In this case study I investigate the user habits of a bike-sharing application.

Dataset description

This bike-share program features more than 5,800 bicycles and 600 docking stations. Until now, the program’s marketing strategy relied on building general awareness and appealing to broad consumer segments. One approach that helped make these things possible was the flexibility of its pricing plans: single-ride passes, full-day passes, and annual memberships. Customers who purchase single-ride or full-day passes are referred to as casual riders. Customers who purchase annual memberships are members.
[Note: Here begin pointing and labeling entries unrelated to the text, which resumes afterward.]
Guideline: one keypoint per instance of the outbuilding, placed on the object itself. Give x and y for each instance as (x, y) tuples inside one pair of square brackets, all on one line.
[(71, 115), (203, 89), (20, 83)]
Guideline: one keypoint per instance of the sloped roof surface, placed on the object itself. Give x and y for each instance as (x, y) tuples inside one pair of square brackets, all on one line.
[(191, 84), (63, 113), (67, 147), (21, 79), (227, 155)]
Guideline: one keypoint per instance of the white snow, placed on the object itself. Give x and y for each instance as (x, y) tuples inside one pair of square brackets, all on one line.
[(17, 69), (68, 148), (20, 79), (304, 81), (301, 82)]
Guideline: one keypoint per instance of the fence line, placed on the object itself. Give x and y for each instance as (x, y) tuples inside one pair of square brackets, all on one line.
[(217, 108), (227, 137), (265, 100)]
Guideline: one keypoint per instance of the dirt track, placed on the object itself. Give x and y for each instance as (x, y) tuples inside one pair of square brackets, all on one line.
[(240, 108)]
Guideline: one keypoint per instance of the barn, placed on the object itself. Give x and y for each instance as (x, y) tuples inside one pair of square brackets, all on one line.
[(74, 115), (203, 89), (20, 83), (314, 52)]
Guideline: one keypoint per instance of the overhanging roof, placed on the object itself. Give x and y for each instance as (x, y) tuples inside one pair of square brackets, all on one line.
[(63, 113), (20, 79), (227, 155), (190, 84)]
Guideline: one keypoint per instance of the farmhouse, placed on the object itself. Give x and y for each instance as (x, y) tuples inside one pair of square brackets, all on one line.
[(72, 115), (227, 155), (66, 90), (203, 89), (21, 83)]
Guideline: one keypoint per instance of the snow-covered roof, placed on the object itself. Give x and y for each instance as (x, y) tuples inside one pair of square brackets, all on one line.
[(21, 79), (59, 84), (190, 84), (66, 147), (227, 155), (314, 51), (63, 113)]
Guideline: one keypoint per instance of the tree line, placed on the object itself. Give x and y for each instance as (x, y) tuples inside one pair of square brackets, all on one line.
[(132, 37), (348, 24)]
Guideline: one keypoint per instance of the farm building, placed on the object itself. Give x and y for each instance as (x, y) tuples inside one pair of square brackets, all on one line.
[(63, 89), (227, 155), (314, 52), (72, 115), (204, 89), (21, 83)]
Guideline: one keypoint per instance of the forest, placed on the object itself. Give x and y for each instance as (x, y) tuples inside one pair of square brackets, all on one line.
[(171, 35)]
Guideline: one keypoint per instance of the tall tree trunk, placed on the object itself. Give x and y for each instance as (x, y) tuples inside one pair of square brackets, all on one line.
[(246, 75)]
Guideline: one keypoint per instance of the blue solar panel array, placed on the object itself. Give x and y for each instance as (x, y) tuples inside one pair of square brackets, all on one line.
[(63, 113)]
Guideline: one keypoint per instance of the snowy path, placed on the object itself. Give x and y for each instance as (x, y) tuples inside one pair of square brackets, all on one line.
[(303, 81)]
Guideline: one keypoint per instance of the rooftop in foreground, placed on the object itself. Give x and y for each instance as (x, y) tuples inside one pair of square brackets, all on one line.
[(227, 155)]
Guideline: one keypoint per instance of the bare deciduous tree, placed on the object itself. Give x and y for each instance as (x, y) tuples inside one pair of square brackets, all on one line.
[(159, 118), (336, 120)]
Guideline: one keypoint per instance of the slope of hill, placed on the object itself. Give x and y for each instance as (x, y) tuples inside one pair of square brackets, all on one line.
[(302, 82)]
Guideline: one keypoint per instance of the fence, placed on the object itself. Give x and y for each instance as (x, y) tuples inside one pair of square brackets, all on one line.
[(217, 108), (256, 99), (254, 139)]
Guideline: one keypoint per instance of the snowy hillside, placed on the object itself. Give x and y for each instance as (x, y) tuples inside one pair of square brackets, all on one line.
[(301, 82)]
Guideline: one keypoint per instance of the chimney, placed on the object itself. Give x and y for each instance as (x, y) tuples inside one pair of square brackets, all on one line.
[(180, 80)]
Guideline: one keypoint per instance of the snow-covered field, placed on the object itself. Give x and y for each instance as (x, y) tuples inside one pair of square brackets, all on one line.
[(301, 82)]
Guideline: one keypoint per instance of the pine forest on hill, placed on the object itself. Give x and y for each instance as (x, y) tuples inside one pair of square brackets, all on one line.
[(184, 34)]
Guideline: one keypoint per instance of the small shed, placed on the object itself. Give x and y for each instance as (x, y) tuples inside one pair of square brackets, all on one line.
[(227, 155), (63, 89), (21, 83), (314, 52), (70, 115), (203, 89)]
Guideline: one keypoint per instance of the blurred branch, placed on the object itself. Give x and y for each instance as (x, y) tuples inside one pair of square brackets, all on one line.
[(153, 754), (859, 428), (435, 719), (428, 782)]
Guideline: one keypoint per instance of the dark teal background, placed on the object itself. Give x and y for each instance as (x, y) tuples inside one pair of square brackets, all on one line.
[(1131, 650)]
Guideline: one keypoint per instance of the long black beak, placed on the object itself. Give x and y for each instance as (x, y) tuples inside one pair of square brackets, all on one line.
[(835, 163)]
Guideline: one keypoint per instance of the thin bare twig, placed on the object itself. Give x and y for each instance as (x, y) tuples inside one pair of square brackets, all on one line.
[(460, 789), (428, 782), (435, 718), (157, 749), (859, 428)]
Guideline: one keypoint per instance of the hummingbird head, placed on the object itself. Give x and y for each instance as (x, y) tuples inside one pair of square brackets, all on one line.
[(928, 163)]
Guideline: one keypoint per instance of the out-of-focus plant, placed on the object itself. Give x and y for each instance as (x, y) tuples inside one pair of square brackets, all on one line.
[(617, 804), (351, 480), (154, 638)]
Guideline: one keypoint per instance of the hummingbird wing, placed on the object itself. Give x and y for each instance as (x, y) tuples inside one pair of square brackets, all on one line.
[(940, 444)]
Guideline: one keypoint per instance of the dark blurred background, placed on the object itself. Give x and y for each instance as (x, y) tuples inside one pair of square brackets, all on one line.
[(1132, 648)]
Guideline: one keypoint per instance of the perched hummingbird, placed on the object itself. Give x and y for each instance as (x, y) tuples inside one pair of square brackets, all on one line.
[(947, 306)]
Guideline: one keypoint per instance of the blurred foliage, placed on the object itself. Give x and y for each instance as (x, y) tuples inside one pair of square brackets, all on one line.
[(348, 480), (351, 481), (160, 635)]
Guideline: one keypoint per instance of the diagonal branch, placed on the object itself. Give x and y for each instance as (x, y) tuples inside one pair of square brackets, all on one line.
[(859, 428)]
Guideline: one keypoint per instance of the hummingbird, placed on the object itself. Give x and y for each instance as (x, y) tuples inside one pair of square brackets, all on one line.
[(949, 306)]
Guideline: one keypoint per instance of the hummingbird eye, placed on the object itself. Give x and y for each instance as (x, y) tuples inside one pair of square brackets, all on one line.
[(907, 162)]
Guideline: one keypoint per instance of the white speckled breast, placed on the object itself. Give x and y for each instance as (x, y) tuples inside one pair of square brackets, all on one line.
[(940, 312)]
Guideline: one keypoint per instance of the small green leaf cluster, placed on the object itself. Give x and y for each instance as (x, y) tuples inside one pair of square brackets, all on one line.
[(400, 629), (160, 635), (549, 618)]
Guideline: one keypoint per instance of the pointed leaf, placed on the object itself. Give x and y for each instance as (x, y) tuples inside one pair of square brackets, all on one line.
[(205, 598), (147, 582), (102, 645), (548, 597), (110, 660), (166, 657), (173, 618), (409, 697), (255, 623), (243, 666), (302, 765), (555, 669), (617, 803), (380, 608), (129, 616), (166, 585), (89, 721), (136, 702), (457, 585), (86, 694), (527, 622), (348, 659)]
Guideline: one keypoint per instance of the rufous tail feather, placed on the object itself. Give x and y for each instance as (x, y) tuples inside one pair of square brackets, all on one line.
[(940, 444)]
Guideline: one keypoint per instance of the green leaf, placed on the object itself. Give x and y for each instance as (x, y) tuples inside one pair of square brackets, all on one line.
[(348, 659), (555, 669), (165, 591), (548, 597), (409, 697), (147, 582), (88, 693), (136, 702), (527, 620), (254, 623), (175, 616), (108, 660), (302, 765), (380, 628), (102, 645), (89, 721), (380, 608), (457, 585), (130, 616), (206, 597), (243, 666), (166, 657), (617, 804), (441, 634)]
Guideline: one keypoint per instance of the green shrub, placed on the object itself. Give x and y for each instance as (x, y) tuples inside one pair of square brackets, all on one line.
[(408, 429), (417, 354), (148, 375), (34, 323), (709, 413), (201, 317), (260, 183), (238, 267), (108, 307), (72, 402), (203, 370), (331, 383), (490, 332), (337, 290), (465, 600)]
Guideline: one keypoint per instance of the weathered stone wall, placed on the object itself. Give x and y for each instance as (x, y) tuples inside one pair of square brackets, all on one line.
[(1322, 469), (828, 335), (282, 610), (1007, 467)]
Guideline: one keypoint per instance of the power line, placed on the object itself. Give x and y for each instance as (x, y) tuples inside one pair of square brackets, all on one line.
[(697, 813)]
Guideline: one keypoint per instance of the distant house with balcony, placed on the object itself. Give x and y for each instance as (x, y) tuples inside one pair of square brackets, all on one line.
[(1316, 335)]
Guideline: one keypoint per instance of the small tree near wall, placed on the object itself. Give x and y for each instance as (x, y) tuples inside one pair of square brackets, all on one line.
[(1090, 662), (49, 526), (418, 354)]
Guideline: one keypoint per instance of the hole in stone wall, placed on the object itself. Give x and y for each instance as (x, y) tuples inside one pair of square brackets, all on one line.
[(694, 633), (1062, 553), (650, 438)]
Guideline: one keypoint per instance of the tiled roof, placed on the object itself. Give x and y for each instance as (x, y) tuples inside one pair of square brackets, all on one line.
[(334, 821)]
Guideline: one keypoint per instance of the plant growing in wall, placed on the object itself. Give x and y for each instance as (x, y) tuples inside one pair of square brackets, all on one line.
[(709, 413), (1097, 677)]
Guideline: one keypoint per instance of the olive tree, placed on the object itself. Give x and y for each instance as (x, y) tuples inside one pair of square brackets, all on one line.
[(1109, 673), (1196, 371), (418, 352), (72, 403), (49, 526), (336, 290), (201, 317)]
The program's finance analysts have concluded that annual members are much more profitable than casual riders. Rather than creating a marketing campaign that targets all-new customers, the managers believes there is a solid opportunity to convert casual riders into members.

For this, the manager has set a clear goal: Design marketing strategies aimed at converting casual riders into annual members.

Data Source

Doc: link to the original dataset.

Goal

For this time, I investiage the data from one aspect: How do annual members and casual riders use shared bikes differently?

I have set up the following series of questions:

  • 1 Are there more member or casual riders?
  • 2 What type of bikes do member and casual riders use?
  • 3 Location analysis - Do the user habits of member and casual riders differ by location?
    • Most important start and end locations for member and casual riders
  • 4 Time trend analysis - Are there time trend in the bike usage? Is yes, do the member and casual rider habits differs?
    • Monthly period
    • Weekly period
      • Calculate the average for users by day_of_week
      • Calculate the average for users by weekdays and weekend days
  • 5 Ride length analysis
    • Calculate the average ride_length for member and casual riders
    • Do the member and casual ride lengths differs?

Implementation

I've implemented the entire analysis in Python.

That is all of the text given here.